Dengan kondisi tersebut, pihak tergugat menyatakan menolak melanjutkan proses mediasi dan siap menghadapi gugatan ke pokok perkara.

Sementara itu, kuasa hukum penggugat, Jefry, tetap bersikukuh bahwa gugatan ini merupakan hak hukum perdata yang sah. Ia menegaskan bahwa status pidana kliennya tidak serta merta menghapus hak untuk mengajukan gugatan perdata.

“Dalam hukum dikenal asas nullum delictum nulla poena sine praevia lege poenali — tidak ada perbuatan yang dapat dihukum tanpa aturan hukum yang mendahului. Gugatan ini menyangkut hak privat yang harus diuji secara objektif di pengadilan,” ujar Jefry.
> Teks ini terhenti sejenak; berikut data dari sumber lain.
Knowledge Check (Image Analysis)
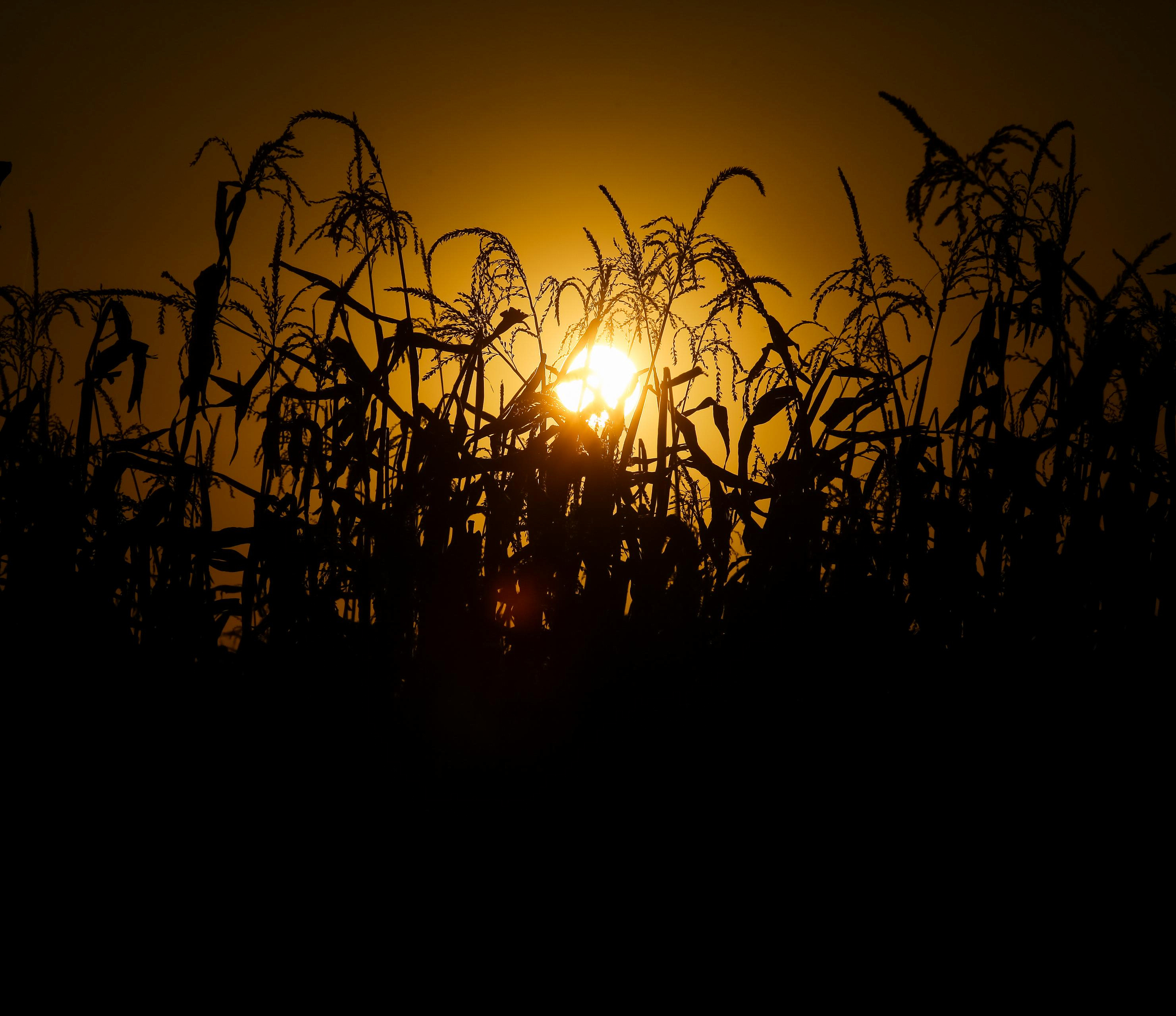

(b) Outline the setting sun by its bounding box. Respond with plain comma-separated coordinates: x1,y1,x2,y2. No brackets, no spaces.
555,346,637,426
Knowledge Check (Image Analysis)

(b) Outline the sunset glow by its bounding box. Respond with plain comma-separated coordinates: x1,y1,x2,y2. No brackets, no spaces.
555,344,637,427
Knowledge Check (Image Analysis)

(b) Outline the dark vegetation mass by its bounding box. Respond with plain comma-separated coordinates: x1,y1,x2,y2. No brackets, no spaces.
0,95,1176,764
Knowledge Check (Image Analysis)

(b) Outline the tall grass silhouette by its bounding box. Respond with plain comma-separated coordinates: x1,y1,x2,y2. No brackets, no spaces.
0,99,1176,771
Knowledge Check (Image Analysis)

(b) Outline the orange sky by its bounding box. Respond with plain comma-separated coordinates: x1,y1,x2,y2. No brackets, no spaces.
0,0,1176,515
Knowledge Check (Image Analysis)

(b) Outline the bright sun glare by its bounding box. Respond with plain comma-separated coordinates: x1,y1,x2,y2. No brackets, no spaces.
555,346,637,427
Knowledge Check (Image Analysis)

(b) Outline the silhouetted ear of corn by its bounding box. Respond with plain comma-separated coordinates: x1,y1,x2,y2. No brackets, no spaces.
0,96,1176,771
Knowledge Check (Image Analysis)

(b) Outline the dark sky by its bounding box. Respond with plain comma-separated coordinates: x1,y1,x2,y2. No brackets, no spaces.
0,0,1176,479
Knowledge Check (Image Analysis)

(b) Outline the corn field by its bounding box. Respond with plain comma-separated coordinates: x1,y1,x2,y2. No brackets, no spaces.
0,93,1176,771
Majelis hakim kemudian menjadwalkan sidang lanjutan dengan agenda jawaban gugatan pada 4 September 2025 melalui sistem e-court. Tim hukum tergugat menyatakan siap mengawal proses hukum hingga tuntas.

“Kami berharap keadilan berpihak pada anak korban dan keluarganya. Jangan sampai proses hukum justru menjadi alat untuk membalikkan posisi korban,” tambah Nurul Ali.

• Pasal 81 UU No. 35 Tahun 2014 menyebutkan bahwa setiap orang yang melakukan kekerasan seksual terhadap anak dapat dikenai pidana penjara maksimal 15 tahun dan denda hingga Rp5 miliar.
• Perma No. 1 Tahun 2016 mewajibkan kehadiran para pihak dalam mediasi sebagai bagian dari proses penyelesaian sengketa perdata.
• Pasal 3 dan Pasal 4 KUHPerdata menjamin hak setiap warga negara untuk mengajukan gugatan perdata, namun harus dilakukan dengan itikad baik dan tidak bertentangan dengan hukum pidana yang sedang berjalan.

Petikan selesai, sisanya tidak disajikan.